EDF SEI migre sa Data dans le cloud et booste la gouvernance
La direction Systèmes énergétiques insulaires d’EDF migre ses cas d’usage Data dans le cloud GCP et prépare le développement de nouveaux usages. Opportunité aussi pour la gouvernance et la qualité.
Plus besoin de présenter EDF, l’énergéticien français. C’est en revanche moins le cas de SEI, sa direction en charge des systèmes énergétiques insulaires, c’est-à-dire les infrastructures d’énergie non raccordées à la métropole (Martinique, Corse, Guyane, Réunion…).
Cette direction d’EDF emploie 3100 collaborateurs dans le monde et couvre 1,2 million de clients. SEI dispose également d’un Data Office de 25 personnes. Et celles-ci sont fortement mobilisées depuis des mois dans le cadre d’une migration de la Data Plateforme sur GCP - un projet échelonné sur plus d’un an.
Un accès aux données robuste, performant et évolutif
EDF SEI assure toute la chaîne de production et de distribution de l’énergie dans le cadre d’un service public (le marché est encore fermé). Mais l’entité s’intègre néanmoins à la stratégie numérique définie par le groupe et embarquant 4 chantiers. Son ambition : accélérer et industrialiser le numérique.

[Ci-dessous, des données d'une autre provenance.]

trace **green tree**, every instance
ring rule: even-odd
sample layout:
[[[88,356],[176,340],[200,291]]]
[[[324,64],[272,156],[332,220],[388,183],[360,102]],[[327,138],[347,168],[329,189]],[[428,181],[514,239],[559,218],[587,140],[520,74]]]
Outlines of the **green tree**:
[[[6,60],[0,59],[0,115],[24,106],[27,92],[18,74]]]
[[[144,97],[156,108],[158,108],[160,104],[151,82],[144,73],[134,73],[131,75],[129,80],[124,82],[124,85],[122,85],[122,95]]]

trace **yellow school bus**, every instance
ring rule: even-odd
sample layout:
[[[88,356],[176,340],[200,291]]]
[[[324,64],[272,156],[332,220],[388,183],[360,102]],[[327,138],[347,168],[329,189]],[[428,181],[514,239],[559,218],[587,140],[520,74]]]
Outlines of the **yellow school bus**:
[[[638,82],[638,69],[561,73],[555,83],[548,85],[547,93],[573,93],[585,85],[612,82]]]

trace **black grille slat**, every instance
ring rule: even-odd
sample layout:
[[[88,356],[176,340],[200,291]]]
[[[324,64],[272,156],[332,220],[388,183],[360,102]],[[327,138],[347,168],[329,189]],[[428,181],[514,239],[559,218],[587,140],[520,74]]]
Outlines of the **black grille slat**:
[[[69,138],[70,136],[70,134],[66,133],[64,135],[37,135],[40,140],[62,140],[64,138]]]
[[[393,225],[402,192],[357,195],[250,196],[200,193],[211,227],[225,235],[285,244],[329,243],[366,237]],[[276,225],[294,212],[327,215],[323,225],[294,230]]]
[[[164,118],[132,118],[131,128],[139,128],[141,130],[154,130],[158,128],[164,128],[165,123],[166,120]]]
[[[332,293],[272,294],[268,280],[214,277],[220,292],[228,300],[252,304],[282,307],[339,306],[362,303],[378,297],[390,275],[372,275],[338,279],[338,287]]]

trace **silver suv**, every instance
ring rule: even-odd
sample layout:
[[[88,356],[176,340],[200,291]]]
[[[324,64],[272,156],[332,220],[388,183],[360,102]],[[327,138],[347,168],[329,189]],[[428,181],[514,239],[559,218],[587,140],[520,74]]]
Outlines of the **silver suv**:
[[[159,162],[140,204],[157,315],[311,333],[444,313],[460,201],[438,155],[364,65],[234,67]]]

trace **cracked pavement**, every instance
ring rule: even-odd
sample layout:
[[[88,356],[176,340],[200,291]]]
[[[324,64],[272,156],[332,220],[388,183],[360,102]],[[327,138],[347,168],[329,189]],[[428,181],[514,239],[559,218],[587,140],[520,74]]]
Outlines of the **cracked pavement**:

L’amélioration des processus métiers et de l’exploitation des données constituent deux des objectifs du programme numérique d’EDF. La nomination de Stéphanie Delaunay au poste de Chief Data Officer s’inscrit dans ce contexte. Son mandat : créer le Data Office et rénover la stratégie Data de SEI.
“Notre ambition aujourd’hui chez SEI, c’est d’apporter la valeur de la Data et de l’IA au service de la performance métier et de la transition énergétique”, témoignait la CDO à l’occasion de la dernière édition du salon Big Data & AI Paris.
Pour suivre ce cap, trois axes ont été fixés :
La technique “pour permettre un accès aux données robuste, performant et évolutif.”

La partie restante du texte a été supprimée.